Rock appround the clock: Tracking malware developers by Android "AAPT" timezone disclosure bug

Conference:  Defcon 26



The presentation discusses techniques for identifying malware in Android applications through analyzing creation times and language metadata.
  • Using the Android SDK tool apt, creation times of files within an APK can be analyzed to identify potential malware
  • Language metadata within RTF documents can also be used to identify the default language of the developer, potentially indicating the country of origin of the malware
  • A bug in the apt tool causes it to use the wrong time zone when adding files to an APK, but this can be fixed by manually inputting the correct time stamp
The presenter describes a malware that preloaded usernames and passwords from an infected mobile device and used them to download fake applications and give them high ratings in the Google Play Store. By analyzing the creation times and language metadata of the APK, the researchers were able to identify the country of origin of the malware and alert Google to remove it.


Are you a malware developer for Android devices? We have very bad news for you: the Android-SDK packager (aapt) is leaking your time zone!
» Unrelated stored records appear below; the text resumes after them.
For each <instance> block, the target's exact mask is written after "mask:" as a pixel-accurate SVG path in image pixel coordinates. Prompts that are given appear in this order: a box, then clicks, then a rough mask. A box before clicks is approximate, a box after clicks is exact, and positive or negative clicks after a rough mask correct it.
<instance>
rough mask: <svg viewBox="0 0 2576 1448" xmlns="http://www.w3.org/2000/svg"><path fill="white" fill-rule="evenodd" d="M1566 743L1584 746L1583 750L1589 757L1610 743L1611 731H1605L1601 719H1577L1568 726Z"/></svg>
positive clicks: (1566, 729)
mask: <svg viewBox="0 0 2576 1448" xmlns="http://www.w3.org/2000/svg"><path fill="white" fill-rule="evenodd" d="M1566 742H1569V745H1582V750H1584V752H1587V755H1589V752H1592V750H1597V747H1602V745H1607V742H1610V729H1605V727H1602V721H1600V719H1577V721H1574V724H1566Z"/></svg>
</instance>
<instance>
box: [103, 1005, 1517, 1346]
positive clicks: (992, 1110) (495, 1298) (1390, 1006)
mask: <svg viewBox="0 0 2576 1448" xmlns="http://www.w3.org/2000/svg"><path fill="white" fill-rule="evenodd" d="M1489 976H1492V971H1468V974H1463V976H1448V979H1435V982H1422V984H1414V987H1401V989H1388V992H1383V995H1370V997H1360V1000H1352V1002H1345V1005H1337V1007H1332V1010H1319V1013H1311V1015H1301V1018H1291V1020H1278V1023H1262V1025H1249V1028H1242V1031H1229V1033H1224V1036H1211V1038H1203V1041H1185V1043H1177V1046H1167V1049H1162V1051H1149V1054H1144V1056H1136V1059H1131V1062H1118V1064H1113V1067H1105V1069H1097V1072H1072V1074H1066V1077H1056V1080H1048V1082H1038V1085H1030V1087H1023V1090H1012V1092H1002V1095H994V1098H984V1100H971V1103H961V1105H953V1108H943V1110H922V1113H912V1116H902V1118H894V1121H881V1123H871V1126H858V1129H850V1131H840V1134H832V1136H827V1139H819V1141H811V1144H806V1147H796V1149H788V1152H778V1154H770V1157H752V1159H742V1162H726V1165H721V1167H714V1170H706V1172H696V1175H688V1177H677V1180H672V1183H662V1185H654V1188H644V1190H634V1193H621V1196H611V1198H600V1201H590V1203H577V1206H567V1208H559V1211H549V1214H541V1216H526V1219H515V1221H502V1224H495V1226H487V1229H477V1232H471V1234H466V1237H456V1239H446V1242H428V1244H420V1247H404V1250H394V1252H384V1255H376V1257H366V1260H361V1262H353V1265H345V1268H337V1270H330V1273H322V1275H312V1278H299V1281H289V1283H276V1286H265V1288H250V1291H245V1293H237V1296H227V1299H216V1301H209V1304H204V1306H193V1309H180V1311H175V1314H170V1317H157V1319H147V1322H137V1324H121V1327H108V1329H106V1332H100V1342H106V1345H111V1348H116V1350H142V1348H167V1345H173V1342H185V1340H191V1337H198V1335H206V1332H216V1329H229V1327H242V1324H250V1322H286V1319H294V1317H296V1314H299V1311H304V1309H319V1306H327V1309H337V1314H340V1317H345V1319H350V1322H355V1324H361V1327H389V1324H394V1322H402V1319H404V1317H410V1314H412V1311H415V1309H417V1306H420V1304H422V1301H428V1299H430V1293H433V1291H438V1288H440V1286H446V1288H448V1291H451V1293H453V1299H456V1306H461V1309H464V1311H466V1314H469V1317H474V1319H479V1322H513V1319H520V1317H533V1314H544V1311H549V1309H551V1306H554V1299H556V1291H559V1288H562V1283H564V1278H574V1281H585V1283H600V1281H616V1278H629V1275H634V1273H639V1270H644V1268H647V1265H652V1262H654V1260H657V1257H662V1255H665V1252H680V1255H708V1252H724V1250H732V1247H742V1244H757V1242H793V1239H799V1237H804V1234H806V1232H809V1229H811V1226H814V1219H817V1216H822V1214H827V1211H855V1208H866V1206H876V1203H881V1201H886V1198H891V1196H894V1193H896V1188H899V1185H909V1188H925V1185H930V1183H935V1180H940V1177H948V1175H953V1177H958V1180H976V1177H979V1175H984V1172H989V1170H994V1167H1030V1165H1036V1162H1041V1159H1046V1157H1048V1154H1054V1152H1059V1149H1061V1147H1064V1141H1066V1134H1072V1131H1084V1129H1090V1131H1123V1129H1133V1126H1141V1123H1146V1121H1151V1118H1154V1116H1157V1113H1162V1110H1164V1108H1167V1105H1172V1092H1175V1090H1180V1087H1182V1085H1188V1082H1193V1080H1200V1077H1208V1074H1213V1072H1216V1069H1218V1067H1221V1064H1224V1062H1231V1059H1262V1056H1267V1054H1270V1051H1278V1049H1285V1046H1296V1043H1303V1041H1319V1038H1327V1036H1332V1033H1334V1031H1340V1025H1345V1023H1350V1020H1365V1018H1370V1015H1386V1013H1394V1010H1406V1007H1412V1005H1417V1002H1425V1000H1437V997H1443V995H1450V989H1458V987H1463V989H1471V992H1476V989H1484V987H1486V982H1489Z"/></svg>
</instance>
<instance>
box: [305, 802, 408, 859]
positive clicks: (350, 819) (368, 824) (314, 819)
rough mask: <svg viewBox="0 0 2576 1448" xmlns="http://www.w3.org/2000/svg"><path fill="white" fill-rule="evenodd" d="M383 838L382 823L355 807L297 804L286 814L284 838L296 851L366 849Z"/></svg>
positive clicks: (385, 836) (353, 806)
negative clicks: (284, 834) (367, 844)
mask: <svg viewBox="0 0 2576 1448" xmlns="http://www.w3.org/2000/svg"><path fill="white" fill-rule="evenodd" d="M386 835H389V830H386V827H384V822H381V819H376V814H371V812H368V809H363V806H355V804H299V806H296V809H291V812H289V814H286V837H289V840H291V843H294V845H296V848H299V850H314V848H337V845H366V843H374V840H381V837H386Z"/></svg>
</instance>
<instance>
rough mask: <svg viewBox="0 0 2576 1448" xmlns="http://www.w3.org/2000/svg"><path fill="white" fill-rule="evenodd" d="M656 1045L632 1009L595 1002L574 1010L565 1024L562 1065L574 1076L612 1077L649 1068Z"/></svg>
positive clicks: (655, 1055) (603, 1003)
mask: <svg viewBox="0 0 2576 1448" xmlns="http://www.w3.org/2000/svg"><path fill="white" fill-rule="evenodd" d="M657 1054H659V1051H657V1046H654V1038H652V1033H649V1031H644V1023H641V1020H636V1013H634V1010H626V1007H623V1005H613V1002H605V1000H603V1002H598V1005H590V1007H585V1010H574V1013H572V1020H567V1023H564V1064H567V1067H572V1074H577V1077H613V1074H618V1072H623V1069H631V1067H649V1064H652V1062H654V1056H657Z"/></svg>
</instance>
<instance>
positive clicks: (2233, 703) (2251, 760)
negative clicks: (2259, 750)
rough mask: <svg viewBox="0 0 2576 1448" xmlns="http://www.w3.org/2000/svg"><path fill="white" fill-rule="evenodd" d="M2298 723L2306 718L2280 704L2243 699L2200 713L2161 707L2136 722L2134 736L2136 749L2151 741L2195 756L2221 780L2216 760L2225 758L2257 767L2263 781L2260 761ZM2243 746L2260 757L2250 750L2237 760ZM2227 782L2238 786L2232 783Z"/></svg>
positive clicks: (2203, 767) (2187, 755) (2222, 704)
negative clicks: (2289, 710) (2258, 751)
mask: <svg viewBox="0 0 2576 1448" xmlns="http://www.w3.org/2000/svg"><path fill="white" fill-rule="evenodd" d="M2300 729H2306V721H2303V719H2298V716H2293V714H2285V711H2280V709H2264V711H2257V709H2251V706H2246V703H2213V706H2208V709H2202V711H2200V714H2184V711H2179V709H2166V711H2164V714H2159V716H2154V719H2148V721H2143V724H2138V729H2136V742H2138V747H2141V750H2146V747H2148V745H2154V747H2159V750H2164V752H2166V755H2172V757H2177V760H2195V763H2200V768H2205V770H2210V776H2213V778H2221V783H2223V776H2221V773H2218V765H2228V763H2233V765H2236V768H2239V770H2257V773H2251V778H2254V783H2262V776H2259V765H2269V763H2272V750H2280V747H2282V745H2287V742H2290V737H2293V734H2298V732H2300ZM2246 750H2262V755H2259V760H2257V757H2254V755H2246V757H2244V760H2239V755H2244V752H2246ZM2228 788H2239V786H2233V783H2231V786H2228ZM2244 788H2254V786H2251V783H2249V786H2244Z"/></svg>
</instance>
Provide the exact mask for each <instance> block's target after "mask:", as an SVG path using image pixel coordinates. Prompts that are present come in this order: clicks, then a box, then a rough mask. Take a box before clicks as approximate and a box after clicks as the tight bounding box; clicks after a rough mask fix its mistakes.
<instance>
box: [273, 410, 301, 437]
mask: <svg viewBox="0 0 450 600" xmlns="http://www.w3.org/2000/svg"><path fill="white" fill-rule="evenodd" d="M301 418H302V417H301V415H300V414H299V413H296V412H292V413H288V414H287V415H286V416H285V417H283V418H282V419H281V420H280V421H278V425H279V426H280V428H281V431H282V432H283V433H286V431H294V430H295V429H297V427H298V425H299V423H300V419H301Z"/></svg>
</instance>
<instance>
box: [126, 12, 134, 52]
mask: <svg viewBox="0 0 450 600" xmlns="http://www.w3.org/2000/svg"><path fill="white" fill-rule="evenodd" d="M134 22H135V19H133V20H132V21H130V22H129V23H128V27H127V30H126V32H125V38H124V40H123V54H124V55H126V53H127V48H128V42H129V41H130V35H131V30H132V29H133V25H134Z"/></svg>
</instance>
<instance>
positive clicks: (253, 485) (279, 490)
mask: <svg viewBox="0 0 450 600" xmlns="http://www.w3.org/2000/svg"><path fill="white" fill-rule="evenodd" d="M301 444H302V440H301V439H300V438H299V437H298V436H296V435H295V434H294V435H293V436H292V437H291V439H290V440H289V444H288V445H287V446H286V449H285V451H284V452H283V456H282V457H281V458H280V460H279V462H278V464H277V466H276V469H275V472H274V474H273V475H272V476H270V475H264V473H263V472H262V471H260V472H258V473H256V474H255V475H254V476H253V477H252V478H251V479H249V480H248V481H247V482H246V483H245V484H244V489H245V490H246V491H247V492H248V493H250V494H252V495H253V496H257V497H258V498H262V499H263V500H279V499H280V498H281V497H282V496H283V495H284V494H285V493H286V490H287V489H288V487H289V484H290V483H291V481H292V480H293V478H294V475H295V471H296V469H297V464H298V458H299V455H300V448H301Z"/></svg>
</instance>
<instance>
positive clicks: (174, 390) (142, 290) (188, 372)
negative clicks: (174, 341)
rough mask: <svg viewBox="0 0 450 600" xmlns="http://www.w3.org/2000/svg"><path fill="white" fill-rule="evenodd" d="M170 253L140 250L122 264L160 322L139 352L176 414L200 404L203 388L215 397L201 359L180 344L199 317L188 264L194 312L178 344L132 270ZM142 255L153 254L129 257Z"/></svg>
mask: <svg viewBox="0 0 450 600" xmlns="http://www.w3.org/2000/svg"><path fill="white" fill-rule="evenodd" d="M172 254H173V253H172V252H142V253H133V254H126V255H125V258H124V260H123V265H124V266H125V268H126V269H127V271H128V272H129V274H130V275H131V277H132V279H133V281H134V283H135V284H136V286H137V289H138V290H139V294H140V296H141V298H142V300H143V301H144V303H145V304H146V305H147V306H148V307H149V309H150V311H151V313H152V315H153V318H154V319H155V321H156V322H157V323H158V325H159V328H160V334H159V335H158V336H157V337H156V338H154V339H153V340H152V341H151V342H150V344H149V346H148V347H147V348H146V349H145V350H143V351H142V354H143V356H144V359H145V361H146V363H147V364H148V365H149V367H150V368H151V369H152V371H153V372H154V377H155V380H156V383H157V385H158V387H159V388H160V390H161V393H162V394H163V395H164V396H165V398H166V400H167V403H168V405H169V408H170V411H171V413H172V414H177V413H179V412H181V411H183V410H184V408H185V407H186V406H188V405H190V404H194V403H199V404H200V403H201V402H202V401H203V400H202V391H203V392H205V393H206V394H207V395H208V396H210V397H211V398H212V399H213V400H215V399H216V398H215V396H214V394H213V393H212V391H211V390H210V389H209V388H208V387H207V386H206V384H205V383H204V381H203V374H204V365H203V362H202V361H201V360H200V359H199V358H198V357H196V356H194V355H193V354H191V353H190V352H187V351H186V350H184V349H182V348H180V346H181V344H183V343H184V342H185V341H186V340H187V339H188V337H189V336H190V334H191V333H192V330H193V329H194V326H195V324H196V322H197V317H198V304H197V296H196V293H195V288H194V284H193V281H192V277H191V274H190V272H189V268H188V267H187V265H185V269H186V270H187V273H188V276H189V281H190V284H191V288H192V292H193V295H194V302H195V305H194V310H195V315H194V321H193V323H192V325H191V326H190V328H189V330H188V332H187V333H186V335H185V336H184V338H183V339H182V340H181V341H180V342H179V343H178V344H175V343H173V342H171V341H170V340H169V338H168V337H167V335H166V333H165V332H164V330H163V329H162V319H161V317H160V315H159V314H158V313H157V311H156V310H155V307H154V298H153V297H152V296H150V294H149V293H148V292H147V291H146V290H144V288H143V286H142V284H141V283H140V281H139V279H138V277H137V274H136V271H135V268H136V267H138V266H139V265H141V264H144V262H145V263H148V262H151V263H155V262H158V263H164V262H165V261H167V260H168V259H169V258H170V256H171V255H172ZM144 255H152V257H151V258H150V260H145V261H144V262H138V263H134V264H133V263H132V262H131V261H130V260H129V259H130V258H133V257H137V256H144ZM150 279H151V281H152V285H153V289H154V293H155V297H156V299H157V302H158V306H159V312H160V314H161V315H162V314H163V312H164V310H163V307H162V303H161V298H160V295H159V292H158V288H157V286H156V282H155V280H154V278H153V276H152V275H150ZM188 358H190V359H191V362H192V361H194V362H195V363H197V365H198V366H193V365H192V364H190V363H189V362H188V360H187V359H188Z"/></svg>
We have found a bug inside this Android-SDK's component that relies in not properly setting the value of a variable used as an argument for localtime() function, when setting the "Last Modified" field for the Android App's files. Because of this, the time zone of anyone using the Android-SDK packager to generate their APKs is leaked. The curious thing is that, despite of this bug inside aapt, the problem goes even beyond aapt itself: its roots goes deep into an incorrect handling errors in the operative system functions localtime() (Windows) and localtime_r() (UNIX). Because of in the world of Threat Intelligence determining the attacker's geographical location of is one of the most valuable data for attribution techniques, we focused our research in taking advantage of this bug for tracking Android malware developers. In addition to this, we have discovered another very effective way to find out the developer's time zone, based on a calculation of times extracting the GMT timestamp from the Android's app files and the UTC timestamp of the self-signed,"disposable" certificate added to the application (most common cases in malware developers). This is what we call: Rock appround the clock! Using these two different techniques, we have crunched some numbers with our 10 million apps database to determine how these leaked time zones (with one or another technique) are related with malware and which are the countries that generate more Android malicious applications, what is the possible relation between time zone and"malware likelihood" among other interesting numbers. But that's not all, we have another bad news for malware developers: no IDE (even Android Studio) removes metadata from the files added to the Android app. We will show examples with real cases in which, after analyzing the metadata of files inside the .apk, we got to know country, language, or even more specific geographical location of the developer and -in some cases- the name of the suppose-to-be-anonymous developer! Finally, we will share the scripts we have built to get all this information with just a simple click.